Magnetic resonance imaging (MRI) is another option with the potential to measure local lung ventilation/function and new developments in parallel imaging, shared echo techniques, and rotating phase encoding are making the method more viable (Puderbach et al. 2007). However the technique has significant problems with signal to noise due to the low proton densities in the lungs, susceptibility artifacts, the inherent qualitative nature of the imaging itself, and the inability to do lung assessments at clinical care sites such as in ICUs (Puderbach et al. 2007).

The best present option for a monitoring technique for local pulmonary function/disease is electrical impedance tomography (EIT). EIT reconstructs local estimates of pulmonary impedance, which correlate to the degree of local aeration of lung. However, EIT has several limitations: 1) it is restricted to one transverse plane through the chest, 2) it would be a difficult monitoring mode since the chest needs to be wrapped in detectors for a measurement, 3) presently the impedance estimates do not seem to correlate with CT lung density, and 4) the results are qualitative, so only relative changes can be evaluated (Victorino et al. 2004).
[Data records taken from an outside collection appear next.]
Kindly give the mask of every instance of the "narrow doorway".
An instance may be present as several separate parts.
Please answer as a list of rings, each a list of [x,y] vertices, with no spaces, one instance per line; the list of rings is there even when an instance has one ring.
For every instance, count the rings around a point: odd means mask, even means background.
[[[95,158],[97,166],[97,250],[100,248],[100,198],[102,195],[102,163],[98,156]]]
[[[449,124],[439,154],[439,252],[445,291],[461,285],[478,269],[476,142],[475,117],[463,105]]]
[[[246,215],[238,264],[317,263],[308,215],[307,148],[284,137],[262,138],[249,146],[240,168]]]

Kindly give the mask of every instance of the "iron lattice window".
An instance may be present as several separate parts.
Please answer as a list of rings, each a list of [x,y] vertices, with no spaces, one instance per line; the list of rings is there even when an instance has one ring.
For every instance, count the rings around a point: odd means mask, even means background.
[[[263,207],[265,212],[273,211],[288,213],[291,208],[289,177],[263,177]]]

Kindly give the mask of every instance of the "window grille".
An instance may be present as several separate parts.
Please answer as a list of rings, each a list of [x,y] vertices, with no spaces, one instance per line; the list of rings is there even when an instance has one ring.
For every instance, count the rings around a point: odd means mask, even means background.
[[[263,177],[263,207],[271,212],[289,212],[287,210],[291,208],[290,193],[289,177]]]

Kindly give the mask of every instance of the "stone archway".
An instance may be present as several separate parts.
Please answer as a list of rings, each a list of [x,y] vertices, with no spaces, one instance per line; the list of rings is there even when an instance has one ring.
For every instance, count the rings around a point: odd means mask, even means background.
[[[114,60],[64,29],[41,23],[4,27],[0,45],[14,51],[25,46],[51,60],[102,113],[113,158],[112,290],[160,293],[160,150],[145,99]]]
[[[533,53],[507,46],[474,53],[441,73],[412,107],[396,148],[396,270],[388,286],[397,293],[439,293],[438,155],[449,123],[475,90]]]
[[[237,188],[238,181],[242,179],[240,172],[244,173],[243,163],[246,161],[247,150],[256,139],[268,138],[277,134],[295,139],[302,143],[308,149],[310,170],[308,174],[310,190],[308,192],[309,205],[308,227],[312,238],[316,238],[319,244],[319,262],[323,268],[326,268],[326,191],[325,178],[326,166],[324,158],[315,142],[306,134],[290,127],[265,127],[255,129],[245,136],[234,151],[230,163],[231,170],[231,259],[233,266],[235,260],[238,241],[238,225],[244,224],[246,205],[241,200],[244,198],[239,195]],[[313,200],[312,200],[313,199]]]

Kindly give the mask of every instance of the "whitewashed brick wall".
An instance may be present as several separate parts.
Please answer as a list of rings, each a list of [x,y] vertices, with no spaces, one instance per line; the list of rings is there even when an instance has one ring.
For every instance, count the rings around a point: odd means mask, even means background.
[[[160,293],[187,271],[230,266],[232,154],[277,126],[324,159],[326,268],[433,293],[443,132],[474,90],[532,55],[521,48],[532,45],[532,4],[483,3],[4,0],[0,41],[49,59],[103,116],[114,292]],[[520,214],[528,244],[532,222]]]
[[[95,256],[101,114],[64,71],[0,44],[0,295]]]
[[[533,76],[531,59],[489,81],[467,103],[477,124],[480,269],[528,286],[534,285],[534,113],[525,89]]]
There is now a great deal of interest in ultrasound imaging for evaluating lung disease. Many papers showing the utility of ultrasonography in diagnosing and assessing various pulmonary and intrathoracic diseases have been published (Dietrich et al. 2003). Besides standard applications such as localization of pleural effusions, physicians are now using ultrasound to identify and characterize such conditions as pulmonary edema, pulmonary fibrosis, and pneumonias (Mathis et al. 1992; Lichtenstein et al. 2004; Agricola et al. 2005; Tardella et al. 2012). These evaluations have almost all been based on characterization of artifacts that likely occur between the pleura and lung surface. These typically manifest as linear artifacts that project from the lung surface into what would be gas-filled lung. The assessment of the underlying conditions based on the number and quality of these artifacts is qualitative or semi-quantitative at best, and none of them assess any component of lung physiology or mechanics (Soldati et al. 2011).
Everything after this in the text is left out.